Dai suoi quasi 250 metri d’altitudine, in cima al picco di Cabu Abbas, controllava da posizione strategica l’arrivo di imbarcazioni nemiche, il suo orizzonte arrivava sino all’isola di Tavolara. Il nuraghe Riu Mulinu è una delle fortificazioni nuragiche più conosciute del nord dell’Isola. Sorge a pochi chilometri da Olbia ed è databile intorno al XIV-XIII a.C. La torre centrale è ben protetta da una possente muraglia che cinge il colle per 220 metri di lunghezza, con altezza e larghezza che raggiungevano fino a cinque metri. La caratteristica principale della cinta muraria è il fatto di essere inglobata negli spuntoni rocciosi che si trovano lungo il suo perimetro. Si apre in due ingressi: uno a nord, l’altro a sud. Dentro le mura, la costruzione è monotorre con forma circolare di circa otto metri di diametro.

Formato da blocchi di granito il nuraghe è caratterizzato da un andito che presenta una piccola nicchia e una scala che portava al piano superiore non più agibile. Il vano sotto la scala conduce a una fossa sacrificale, nella quale sono stati ritrovati frammenti di ossa bruciate e reperti ceramici. Gli scavi, risalenti al 1936, hanno riportato alla luce un bronzetto che raffigura una donna con un’anfora sulla testa. Grazie all’importante scoperta, gli studiosi hanno potuto datare la costruzione e individuare il nuraghe come luogo legato ai rituali sacri del culto dell’acqua.
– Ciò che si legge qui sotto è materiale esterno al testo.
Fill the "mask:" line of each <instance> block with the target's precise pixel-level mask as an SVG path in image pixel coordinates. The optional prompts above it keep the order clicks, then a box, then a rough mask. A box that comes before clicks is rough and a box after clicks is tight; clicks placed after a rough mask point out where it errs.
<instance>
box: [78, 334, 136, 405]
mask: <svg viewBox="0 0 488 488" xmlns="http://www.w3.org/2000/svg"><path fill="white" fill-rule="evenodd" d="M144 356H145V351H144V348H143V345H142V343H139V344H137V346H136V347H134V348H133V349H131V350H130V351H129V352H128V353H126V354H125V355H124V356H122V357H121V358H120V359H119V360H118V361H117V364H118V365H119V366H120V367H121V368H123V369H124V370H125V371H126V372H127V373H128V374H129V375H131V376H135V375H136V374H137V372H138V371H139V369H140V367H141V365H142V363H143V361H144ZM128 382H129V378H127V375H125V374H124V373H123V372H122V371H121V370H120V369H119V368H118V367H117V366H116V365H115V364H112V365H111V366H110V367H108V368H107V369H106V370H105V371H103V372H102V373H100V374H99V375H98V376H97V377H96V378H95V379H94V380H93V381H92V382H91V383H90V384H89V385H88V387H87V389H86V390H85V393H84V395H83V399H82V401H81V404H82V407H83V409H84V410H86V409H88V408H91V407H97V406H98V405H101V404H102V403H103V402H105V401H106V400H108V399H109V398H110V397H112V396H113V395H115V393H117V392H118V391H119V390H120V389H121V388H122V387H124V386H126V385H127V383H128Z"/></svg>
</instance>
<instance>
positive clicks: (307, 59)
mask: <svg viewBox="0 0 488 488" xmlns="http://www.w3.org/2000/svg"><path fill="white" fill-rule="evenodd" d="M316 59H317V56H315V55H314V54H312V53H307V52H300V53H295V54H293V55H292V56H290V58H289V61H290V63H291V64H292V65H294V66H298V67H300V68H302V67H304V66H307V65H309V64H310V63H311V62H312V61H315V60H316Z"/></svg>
Il Riu Mulinu è la massima espressione nuragica di Olbia, ma hanno grande rilievo anche altri due monumenti del II millennio a.C.: il pozzo sacro sa Testa, poco fuori dal centro abitato, anch’esso dedicato al culto delle acque, e la tomba di Giganti di su Monte de s’Aba (o de s’Ape), che ha la particolarità di essere stata una ‘fossa’ comune, dove i defunti erano sepolti collettivamente. Abitata da fenici e greci, Olbìa (che significa ‘felice’) diventò colonia romana, che ci ha lasciato in eredità soprattutto l’acquedotto, le terme e s’Imbalconadu, tipica fattoria romana. Per completare il tour nella preistoria e nella storia della città, non puoi perderti l’occasione di fare un viaggio attraverso varie epoche nel museo Archeologico, allestito sull’isolotto di Peddone, e nel museo della necropoli, sotto la suggestiva basilica di san Simplicio, patrono della città.

Sud

Orto Botanico - Cagliari

Un vasto spazio verde nel centro storico di Cagliari, che conserva migliaia di specie vegetali, alcune molto rare, provenienti da tutto il mondo, e al suo interno un’area archeologica che custodisce un gran numero di reliquie romane. L’Orto botanico, la cui superficie, simile a un trapezio, è di circa cinque ettari, occupa la parte bassa della valle di Palabanda, in un’area compresa tra Anfiteatro romano, Orto dei cappuccini e villa di Tigellio, dove ci sono resti anche di altre domus romane e di un edificio termale.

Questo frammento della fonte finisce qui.